Population Health Visualizations: Data that is aggregated and restricted to regions with larger populations may be considered deidentified and publicly shared for use in improving population health decisions and health policy.
Example Data: Example data may be generated for public demonstrations once it has been deidentified using deidentification.
Training of AI models: Models may be trained from this data (with some caveats) to permit deployment on real data that may be used for a variety of use cases that Tenasol also performs.
Other Deidentification NLP Rules
Note that this is just a summary of a few of the approaches that Tenasol takes and is not the complete picture. Please review HIPAA deidentification rules in detail if you are interested in performing your own medical record deidentification NLP.
Conclusion
Medical record deidentification NLP is crucial for safeguarding patient privacy and maintaining compliance with HIPAA regulations.

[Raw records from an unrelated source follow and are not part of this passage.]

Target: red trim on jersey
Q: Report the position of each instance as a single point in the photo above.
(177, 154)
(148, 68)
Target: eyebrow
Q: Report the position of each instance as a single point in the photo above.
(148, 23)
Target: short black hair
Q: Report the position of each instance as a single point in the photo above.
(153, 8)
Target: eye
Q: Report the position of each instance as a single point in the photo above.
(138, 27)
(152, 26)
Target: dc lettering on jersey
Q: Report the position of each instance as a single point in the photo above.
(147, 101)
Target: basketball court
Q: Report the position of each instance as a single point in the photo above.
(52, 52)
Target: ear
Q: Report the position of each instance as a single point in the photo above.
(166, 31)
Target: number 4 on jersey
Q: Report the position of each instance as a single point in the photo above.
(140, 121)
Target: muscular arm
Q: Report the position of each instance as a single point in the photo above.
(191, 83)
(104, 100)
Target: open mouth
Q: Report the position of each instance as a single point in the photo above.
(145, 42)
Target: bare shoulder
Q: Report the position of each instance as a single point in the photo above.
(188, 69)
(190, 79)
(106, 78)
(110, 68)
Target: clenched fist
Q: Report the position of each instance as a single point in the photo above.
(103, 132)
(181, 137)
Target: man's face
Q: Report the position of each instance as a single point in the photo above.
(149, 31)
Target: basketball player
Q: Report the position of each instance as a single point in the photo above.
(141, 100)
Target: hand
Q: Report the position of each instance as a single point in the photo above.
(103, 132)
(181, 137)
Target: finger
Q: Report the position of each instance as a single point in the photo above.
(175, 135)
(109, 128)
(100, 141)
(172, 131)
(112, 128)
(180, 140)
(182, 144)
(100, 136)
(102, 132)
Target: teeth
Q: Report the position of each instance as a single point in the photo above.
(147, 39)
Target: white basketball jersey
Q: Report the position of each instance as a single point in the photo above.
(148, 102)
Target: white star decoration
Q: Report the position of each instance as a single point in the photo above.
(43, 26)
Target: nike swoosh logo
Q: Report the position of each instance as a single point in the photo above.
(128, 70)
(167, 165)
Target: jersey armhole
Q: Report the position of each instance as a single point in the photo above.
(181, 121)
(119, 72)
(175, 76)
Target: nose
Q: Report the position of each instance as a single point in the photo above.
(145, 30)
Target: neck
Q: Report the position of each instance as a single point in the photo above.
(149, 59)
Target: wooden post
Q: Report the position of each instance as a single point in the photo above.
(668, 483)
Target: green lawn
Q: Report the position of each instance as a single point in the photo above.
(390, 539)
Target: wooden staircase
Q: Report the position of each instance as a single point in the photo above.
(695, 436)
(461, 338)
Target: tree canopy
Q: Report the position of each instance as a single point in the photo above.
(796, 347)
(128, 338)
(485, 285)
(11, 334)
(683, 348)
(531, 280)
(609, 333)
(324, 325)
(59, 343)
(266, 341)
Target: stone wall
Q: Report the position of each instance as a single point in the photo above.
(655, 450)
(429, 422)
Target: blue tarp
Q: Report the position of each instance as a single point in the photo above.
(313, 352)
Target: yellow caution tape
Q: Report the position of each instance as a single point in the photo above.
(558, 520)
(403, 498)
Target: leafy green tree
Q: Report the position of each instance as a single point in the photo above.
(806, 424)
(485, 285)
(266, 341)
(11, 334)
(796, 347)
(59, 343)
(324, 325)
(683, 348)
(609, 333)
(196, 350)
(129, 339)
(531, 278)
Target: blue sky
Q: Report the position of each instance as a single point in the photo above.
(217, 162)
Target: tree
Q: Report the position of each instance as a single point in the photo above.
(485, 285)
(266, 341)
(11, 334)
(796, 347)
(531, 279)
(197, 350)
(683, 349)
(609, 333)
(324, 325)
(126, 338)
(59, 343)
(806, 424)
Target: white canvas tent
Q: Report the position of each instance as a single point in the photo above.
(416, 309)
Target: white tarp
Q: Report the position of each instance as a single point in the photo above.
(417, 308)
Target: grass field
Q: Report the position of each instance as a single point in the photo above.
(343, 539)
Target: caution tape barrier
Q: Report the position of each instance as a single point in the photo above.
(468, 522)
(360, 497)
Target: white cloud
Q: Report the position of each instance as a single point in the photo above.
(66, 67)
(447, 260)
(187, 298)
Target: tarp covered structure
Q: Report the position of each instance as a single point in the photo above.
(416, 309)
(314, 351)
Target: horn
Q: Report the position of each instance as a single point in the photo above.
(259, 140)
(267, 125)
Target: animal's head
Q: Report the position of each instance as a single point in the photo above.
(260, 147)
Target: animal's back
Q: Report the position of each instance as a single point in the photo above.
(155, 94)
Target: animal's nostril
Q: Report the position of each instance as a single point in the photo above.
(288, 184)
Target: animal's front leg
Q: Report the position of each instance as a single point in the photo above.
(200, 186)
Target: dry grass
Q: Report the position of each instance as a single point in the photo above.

Tenasol employs a robust approach that integrates structured data extraction and deidentification while adhering to the Safe Harbor principles. By leveraging advanced tools, rules, and metadata analysis, Tenasol ensures accurate and consistent data handling. For sensitive fields like filenames, hashing techniques, such as SHA256 with added random values, provide further protection.
While structured data can be reliably deidentified, unstructured data presents inherent challenges, reinforcing the importance of meticulous extraction and transformation. The penalties for improper deidentification underscore the need for precision and expertise. Tenasol’s pipeline exemplifies a secure, compliant method of deidentification, balancing privacy with functionality. As deidentification is a complex process, organizations must carefully design workflows, consult HIPAA regulations, and, where necessary, seek expert input to achieve the desired low-risk standard of privacy protection.